Fanconi Syndrome from Adenovirus Treatment in a Renal Transplant Patient: A Rare Complication from Novel Therapy with Brincidofovir

Session Information

Category: Trainee Case Report

  • 1902 Transplantation: Clinical

Authors

  • Varela, Daniel, University of Texas Rio Grande Valley, El Paso, Texas, United States
  • Tasnif, Yasar, DHR Health Transplant Institute, McAllen, Texas, United States
  • Alsabbagh, Mourad, Doctors Hospital at Renaissance, Edinburg, Texas, United States
Introduction

Brincidofovir is an oral pro-drug of cidofovir currently in Phase III clinical trials. In comparison to cidofovir, it displays lower nephrotoxic potential. We present a case of Fanconi syndrome within a week of therapy of brincidofovir for a patient with Adenovirus infection. This rare side effect has not been reported in the literature.

Case Description

We present a 62 year old woman with chronic kidney disease due to diabetes mellitus-2 and hypertension, who received a deceased donor kidney transplant. Induction therapy included alemtuzumab, solumedrol, and mycophenolate mofetil. Her baseline serum creatinine post-transplant was 0.7. Two months later her renal function began to worsen. A renal biopsy was performed which showed no evidence of acute cellular or antibody mediated rejection. However, BK virus as well as Adenovirus was found in both blood and urine. Immunosuppression medications were minimized; IVIG therapy for severe BK viremia and brincidofovir for Adenovirus viremia was initiated due to worsening viremia (656,000 copies/mL).

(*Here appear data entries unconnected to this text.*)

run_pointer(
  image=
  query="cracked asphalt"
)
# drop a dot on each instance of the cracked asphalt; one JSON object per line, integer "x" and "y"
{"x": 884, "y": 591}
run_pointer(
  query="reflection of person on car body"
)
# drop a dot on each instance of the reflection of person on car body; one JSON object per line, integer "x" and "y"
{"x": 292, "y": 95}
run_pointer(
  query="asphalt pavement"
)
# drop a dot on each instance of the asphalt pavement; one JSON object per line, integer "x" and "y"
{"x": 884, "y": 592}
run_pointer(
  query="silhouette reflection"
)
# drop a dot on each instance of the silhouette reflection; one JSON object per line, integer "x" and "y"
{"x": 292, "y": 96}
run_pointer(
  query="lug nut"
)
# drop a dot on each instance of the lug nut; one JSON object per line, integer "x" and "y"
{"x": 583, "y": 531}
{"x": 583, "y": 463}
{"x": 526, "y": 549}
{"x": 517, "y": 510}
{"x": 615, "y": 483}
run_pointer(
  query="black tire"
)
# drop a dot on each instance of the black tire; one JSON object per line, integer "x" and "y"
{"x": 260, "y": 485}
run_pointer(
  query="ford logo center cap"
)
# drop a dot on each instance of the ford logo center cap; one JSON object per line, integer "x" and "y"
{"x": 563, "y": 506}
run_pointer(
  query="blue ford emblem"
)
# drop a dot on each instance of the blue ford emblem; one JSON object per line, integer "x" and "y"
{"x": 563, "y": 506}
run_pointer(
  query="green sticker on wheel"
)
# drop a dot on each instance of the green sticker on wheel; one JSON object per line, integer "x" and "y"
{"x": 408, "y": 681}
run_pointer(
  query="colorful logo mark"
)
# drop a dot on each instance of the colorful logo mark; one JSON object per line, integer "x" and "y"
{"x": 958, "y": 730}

She was readmitted to the hospital five days later due to acute graft dysfunction and a repeat biopsy revealed cellular IIA rejection. She completed the first course of brincidofovir but was readmitted for worsening renal function and brincidofovir was restarted due to reemergence of Adenovirus. Due to sepsis requiring ICU management, immunosuppression medications were stopped. On follow-up in the clinic, the patient was found to have glycosuria, phosphouria, hypomagnesemia and hypouricemia consistent with Fanconi syndrome. Aggressive electrolyte repletion was started and Brincidofovir stopped as this was determined to be most likely cause. Electrolyte imbalances gradually improved after stopping brincidofovir.

Discussion

Brincidofovir was utilized as therapy for Adenovirus infection due to its reported lower incidence of nephrotoxicity compared to standard therapy with Cidofovir. However, the side effect of Fanconi syndrome complicated the course of therapy. Fanconi syndrome is a known side effect of cidofovir, and due to brincidofovir’s lower incidence of nephrotoxicity this side effect may not be anticipated. Patients receiving brincidofovir should be monitored for Fanconi syndrome by frequent follow-up, especially electrolytes in the serum and urine.